Is this while loop still needed? It looks like it will fill the rest of
the blit rect with the last accumulator value instead of just finishing
the blit in the middle. Is that what the real chip does? Otherwise this
could just flush once and deactivate host data, couldn't it?


This is how the real chip behaves, but it flushes the entire 256-bit
accumulator wrapping around until the blit is complete. Even though

I think I now get how it may work but it's too late to try to model that for the next release and since the approach limited to 128 bits in v11 is simple enough and works well for what we need it so I think that's what we should include in the upcoming release. We may try to improve this in the future to better model the real chip but that may only really be needed when we make the 2D engine async which will be a bigger work so we can address this then.

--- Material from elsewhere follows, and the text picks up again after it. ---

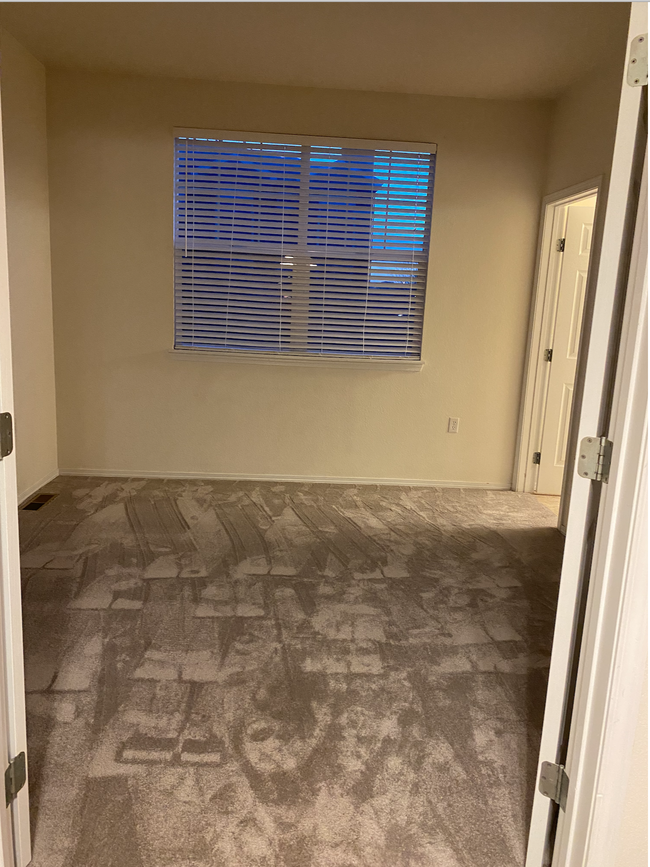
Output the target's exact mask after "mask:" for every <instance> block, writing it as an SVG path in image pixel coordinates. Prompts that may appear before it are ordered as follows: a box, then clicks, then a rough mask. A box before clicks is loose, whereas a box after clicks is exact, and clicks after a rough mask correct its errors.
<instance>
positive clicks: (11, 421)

But before I forget I write it down now. I think there may actually be 8 32bit host data registers behind HOST_DATA0-HOST_DATA7 (that's 256 bits) but they are not accessed normally as registers but like a circular buffer or FIFO such as:

reg 0 1 2 3 4 5 6 7
wp ^ rp ^

wp is a write pointer where any data written from any register will be put (may actually be counted by bytes so one could push data by byte word or long writes) then the 2D engine is reading from the rp read pointer once 128 bits are available (e.g. in the above figure 3 bytes were written and writing one more byte would start processing but writing a word would also store the first byte of the next chunk) so while the engine is processing data from regs 0-3, regs 4-7 can still accumulate data and then 2D engine can work on these while further data goes to reg 0-3 again. I don't know what happens if guest would overwrite data which is being processed but maybe that should not happen because 2D engine would be busy and guest should wait for it or these old machines were not fast enough for that? In any case in QEMU we can delay the write if it would overwrite the read pointer. So ATIHostDataState.acc should be ATIVGARegs.host_data[8] and there may be other regs storing the pointers but maybe those are part of the 2D engine and not exposed.

But anyway this is not needed for now just noted for later.